Polecamy: Umysł to nasz wewnętrzny komputer. Warto nauczyć się jego obsługi
Nie jest możliwe, aby człowiek miał wiarę w siebie, jeśli nie potrafi sobie zaufać. Ten, kto nikomu nie wierzy, zwykle sądzi, że inni są sprytniejsi i mądrzejsi od niego. Patrząc na innych, zazdrościmy im majątku i szczęścia. W ten sposób uzależniamy się od szukania ich poza sobą. A co tak naprawdę obchodzą nas inni? Przecież to nie jest nasze życie.
Rywalizowanie z innymi i porównywanie się do nich prowadzi do frustracji, jest objawem niskiego poczucia własnej wartości. To rodzi strach i obawę. Warto sobie uświadomić, że zawsze znajdą się osoby lepsze i bogatsze od nas, dlatego nie warto skupiać się na nich. Ocenianie innych to poświęcenie im cennego czasu, tego samego, którego nam brakuje, by skupić się na sobie.
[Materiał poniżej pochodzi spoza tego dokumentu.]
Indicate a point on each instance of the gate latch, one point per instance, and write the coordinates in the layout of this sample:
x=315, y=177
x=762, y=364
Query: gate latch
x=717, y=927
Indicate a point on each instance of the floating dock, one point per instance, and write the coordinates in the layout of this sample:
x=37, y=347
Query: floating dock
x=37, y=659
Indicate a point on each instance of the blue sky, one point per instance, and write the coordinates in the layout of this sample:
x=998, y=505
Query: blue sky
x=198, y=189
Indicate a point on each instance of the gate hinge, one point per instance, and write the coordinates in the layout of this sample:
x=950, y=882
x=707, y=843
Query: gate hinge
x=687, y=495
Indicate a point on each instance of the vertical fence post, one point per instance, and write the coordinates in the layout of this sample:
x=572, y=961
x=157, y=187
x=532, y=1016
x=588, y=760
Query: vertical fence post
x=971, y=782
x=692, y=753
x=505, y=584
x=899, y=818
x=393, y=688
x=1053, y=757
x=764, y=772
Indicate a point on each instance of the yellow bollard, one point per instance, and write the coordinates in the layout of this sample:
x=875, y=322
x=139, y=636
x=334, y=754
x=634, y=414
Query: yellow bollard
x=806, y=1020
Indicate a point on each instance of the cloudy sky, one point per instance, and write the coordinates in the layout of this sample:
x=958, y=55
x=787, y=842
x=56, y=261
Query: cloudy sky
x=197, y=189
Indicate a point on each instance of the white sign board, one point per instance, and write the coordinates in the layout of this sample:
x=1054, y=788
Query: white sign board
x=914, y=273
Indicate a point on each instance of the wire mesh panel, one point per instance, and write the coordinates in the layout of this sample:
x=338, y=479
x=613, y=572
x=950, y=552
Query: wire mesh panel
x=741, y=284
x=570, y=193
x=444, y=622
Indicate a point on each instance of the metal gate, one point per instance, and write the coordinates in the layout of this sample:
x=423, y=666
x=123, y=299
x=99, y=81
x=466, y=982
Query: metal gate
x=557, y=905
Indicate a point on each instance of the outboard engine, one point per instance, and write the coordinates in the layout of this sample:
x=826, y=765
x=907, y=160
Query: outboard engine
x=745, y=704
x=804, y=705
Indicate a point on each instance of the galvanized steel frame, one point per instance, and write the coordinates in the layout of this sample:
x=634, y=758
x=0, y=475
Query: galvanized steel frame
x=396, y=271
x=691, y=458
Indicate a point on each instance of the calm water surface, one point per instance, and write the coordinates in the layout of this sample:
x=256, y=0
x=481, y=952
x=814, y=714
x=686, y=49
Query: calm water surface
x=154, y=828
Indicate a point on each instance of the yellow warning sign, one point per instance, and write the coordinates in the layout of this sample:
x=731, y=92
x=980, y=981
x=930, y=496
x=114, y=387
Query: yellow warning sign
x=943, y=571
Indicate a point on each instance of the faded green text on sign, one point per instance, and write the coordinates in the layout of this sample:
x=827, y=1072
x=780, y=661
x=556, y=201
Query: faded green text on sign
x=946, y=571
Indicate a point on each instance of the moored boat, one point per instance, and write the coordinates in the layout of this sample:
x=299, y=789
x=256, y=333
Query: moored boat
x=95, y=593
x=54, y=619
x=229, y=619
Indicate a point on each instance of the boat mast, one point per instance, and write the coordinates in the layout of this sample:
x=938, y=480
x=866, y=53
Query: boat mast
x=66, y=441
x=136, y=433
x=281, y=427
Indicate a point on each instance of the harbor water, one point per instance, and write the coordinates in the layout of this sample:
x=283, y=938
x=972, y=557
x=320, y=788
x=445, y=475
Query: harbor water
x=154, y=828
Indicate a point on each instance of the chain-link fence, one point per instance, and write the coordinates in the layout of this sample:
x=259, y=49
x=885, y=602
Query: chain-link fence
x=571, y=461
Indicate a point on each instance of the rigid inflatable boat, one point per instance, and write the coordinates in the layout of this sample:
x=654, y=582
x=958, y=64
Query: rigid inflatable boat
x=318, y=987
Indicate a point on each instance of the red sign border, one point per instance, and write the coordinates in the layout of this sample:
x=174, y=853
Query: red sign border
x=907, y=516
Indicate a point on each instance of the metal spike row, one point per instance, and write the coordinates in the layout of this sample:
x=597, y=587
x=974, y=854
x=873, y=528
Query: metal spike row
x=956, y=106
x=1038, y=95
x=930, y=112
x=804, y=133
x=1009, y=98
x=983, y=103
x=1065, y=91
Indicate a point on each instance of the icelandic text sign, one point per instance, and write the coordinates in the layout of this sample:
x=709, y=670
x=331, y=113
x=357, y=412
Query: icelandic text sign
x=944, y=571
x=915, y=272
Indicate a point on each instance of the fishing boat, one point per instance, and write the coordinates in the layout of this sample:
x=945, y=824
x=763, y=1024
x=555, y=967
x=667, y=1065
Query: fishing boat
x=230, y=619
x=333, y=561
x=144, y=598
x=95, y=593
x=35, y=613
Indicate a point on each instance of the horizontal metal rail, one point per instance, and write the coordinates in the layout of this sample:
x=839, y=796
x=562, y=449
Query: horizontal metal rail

Jeżeli chcemy osiągnąć w życiu sukces, to musimy poświęcić temu marzeniu sporo uwagi. Warto mieć plan i realizować go małymi etapami, krok po kroku. Nie wszystko od razu. Kluczową rolę odgrywa swiadomość dotycząca tego, czego tak naprawdę chcemy. Jeżeli nie wiemy, w jakim kierunku chcemy iść, to wiele nadarzających się nam okazji możemy najzwyczajniej przeoczyć. A życiowe szanse nie mają w zwyczaju powtarzać się w nieskończoność.
Jeśli czegoś naprawdę pragniemy, to uwierzmy, że możemy to osiągnąć. Jest to możliwe, jeśli wiemy, czego chcemy. Źródłem wielu nieszczęść jest brak wewnętrznej opinii na ten temat. To często forma ucieczki przed wzięciem odpowiedzialności na własne życie. A brak decyzji, to także decyzja. I to jedna z najgorszych spośród możliwych.
Polecamy: Bunt czy akceptacja – jaką postawę życiową wybrać?
Brak decyzji o podążaniu drogą sukcesu często jest jednoznaczny z wyborem ścieżki ku porażce. Niezdecydowanie powoduje frustrację. Zgadzamy się na stagnację, bo nie wierzymy we własne siły. Aby poczuć większą pewność siebie często wystarczy zacząć planować swoje życie. Kto się waha, ten przegrywa. Warto też pamiętać o tym, że jesteśmy tu, gdzie jesteśmy, bo wydaliśmy na to zgodę. Jeżeli czujemy, że zmiana jest niezbędna, nie czekajmy na cud. Tylko my sami jesteśmy odpowiedzialni za własne szczęście lub jego brak.